Gwinea Równikowa nie schodzi poniżej ćwierćfinału


W swoim trzecim starcie na Pucharze Narodów Afryki dotarła ona co najmniej do ćwierćfinału

30 stycznia 2022 Gwinea Równikowa nie schodzi poniżej ćwierćfinału
news18.com

Gwinea Równikowa wyrosła obok Gambii na największą niespodziankę Pucharu Narodów Afryki. Czy rzeczywiście zasługuje jednak na to miano? Wszak wszystkie swoje dotychczasowe starty na turnieju kończyła co najmniej na ćwierćfinale.


Udostępnij na Udostępnij na

„Narodowa Błyskawica” nie miała większych problemów z awansem z fazy grupowej. Zostawiła w tyle dzielnie spisujące się Sierra Leone, a także skorzystała na katastrofalnej formie Algierii. W grupie wyprzedziło ją więc tylko Wybrzeże Kości Słoniowej. W 1/8 finału Gwinea Równikowa co prawda dopiero po karnych, ale jednak, odprawiła z kwitkiem Mali i to ona zagra z Senegalem w ćwierćfinale turnieju.

Drużyna turniejowa

Gablota federacji Gwinei Równikowej jak na razie jest właściwie pusta. Można w niej znaleźć jedynie puchar za wygranie niewiele znaczącego i nieoficjalnego turnieju dla reprezentacji lig Afryki Centralnej. Na dodatek dopiero w tym roku „Narodowa Błyskawica” gra w PNA po wygranych kwalifikacjach, a nie z powodu bycia gospodarzem turnieju.

Poprzednio Gwinea Równikowa występowała w afrykańskich mistrzostwach w 2012 i 2015 roku. Za pierwszym razem była ich współgospodarzem wraz z sąsiednim Gabonem, natomiast za drugim organizowała turniej już samodzielnie.

W obu przypadkach reprezentacja ze środkowej Afryki zaskakiwała, choć, jak wiadomo, gospodarzom pomagają ściany. W 2012 roku Gwinei Równikowej udało się więc awansować z grupy między innymi po wygranej z faworyzowanym Senegalem. Dopiero w ćwierćfinale lepsze okazało się Wybrzeże Kości Słoniowej.

Siedem lat temu „Narodowa Błyskawica” była gorsza w swojej grupie jedynie od Konga, wyprzedzając z kolei Burkina Faso i Gabon. W meczu ćwierćfinałowym po dogrywce okazała się lepsza od Tunezji, aby w półfinale ulec Ghanie. Mecz o trzecie miejsce Gwinea Równikowa przegrała natomiast po rzutach karnych w rywalizacji z Demokratyczną Republiką Kongo.
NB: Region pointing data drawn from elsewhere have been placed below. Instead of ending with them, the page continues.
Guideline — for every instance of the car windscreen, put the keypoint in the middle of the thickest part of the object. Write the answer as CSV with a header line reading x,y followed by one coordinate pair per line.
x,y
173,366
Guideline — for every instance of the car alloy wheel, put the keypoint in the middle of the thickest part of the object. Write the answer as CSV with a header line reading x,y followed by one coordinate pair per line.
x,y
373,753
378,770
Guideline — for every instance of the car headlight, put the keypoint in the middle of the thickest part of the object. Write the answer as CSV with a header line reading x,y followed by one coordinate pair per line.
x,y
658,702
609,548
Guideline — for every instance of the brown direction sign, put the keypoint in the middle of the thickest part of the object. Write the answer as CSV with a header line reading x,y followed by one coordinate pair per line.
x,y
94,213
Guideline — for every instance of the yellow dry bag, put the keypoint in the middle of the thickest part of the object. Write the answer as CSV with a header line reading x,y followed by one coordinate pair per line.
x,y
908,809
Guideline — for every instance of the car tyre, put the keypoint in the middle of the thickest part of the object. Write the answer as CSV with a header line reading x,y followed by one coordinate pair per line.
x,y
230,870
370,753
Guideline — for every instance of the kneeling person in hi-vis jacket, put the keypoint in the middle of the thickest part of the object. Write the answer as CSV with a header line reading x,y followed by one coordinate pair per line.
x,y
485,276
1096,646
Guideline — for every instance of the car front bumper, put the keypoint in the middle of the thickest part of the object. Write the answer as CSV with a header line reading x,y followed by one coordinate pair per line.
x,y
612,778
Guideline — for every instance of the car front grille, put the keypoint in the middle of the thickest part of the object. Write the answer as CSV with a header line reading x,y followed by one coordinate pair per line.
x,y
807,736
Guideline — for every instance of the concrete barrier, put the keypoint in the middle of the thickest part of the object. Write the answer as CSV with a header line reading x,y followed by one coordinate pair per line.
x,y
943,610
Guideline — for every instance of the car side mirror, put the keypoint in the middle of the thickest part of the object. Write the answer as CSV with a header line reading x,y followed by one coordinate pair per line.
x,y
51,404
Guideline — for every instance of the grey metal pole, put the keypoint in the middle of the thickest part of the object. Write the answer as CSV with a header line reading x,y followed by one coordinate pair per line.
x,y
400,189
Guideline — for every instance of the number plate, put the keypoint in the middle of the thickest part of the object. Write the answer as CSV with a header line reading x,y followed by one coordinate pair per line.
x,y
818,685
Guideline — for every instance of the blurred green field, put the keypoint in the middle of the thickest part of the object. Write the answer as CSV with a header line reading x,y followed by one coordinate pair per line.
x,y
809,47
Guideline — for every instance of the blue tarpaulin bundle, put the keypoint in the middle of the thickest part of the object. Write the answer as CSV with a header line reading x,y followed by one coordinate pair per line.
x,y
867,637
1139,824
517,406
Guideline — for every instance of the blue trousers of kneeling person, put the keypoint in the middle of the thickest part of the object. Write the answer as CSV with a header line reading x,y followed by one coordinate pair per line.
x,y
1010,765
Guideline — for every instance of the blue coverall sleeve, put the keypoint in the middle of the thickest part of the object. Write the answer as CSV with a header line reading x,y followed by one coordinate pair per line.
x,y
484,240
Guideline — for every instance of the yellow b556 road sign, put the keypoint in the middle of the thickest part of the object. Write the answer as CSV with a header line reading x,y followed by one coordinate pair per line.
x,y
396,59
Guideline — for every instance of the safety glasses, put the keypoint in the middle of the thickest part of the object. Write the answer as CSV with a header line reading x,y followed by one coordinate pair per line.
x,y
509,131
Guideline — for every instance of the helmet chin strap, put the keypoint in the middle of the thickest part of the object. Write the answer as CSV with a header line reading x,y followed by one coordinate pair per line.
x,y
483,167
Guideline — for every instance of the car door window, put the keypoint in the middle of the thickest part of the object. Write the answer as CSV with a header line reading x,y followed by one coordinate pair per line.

Warto podkreślić, że w 2015 roku Gwinea Równikowa była gospodarzem turnieju tylko z powodu wycofania się z jego organizacji przez Maroko. „Narodowa Błyskawica” eliminacje do PNA 2015 zakończyła już na rundzie wstępnej, a zgodziła się gościć mistrzostwa po wyraźnych naciskach Afrykańskiej Konfederacji Piłkarskiej (CAF).

Gwinea z importu 

Sporo zmieniło się od czasu organizacji przez Gwineę Równikową pierwszych afrykańskich mistrzostw. Bogaty w ropę naftową kraj już na kilka lat przed organizacją swojego pierwszego PNA poszedł w ślady jeszcze zamożniejszych od siebie arabskich szejków. Tamtejsza federacja postanowiła więc zaangażować naturalizowanych zawodników, płacąc im za to dodatkowe pieniądze.

W składzie „Narodowej Błyskawicy” można było więc znaleźć piłkarzy urodzonych w Brazylii, Kamerunie, Kolumbii, Nigerii czy w Wybrzeżu Kości Słoniowej. Początkowo tylko swoich rodaków rekrutował ówczesny selekcjoner, Antonio Dumasa. Chęć zarobienia dużych pieniędzy zaczęła jednak przyciągać później także zawodników z innych afrykańskich krajów.

Niekiedy Gwinea Równikowa naturalizowała piłkarzy na przykład… przed meczami rewanżowymi w różnego rodzaju kwalifikacjach. Ostatecznie takie praktyki zaczęły wzbudzać zbyt duże kontrowersje i protesty ze strony innych federacji. Skład na afrykańskie mistrzostwa w 2015 roku był już więc wolny od farbowanych lisów.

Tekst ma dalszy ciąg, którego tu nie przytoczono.